Side effect profile of the drugs

Since 50 patients were enrolled in each group like DPP-4 Inhibitors and SGLT-2 Inhibitors, respectively, along with the effects of two categories of drugs on various patient’s parameters, their Side effects are also monitored during the follow-up period of 3 months. It was given in Table 5.

Side effects of DPP-4 Inhibitors: Nausea, Diarrhoea, Stomach pain, Flu-like symptoms, Nasopharyngitis and HSR (Amori, Lau, & Pittas, 2007)

Side effects of SGLT-2 Inhibitors: UTI, Hyperkalaemia, Hypotension, Hypoglycaemia and Diabetic Ketoacidosis (Hsia, Grove, & Cefalu, 2017).
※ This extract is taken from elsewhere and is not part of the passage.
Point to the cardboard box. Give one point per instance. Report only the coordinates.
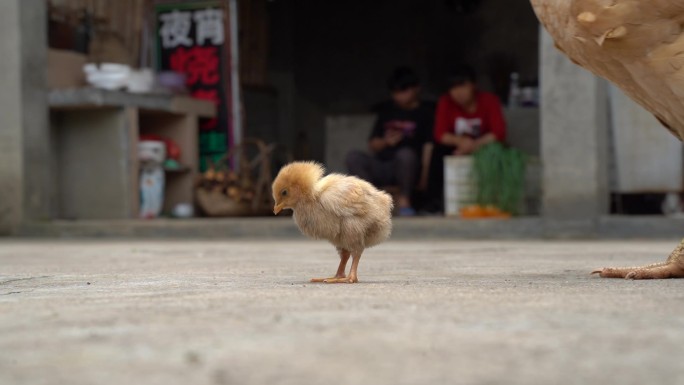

On Side effect profile, SGLT-2 Inhibitors were showing higher incidence for the occurrence of UTI while comparing with DPP-4 Inhibitors

Conclusions

Both DPP-4 Inhibitors and SGLT-2 Inhibitors were producing significant impact over the Physical and Diabetic profile of Type 2 DM patients. Though while comparing with DPP-4 Inhibitors, SGLT-2 Inhibitors were producing a more prominent effect over patient's parameters, and apart from producing a significant effect on the Physical and Diabetic profile, SGLT-2 inhibitors were also found to have cardiovascular benefits. Side effects like UTI can be overcome by proper patient counseling. On an overall consideration of the effects produced by both the class of drugs, this study concluded that SGLT-2 inhibitors may serves as the best medication choice for add on therapy in Type 2 DM patients.

Acknowledgement

We would like to extend our thanks to PSG Hospital, Coimbatore-04, Tamil Nadu, India, for providing facilities.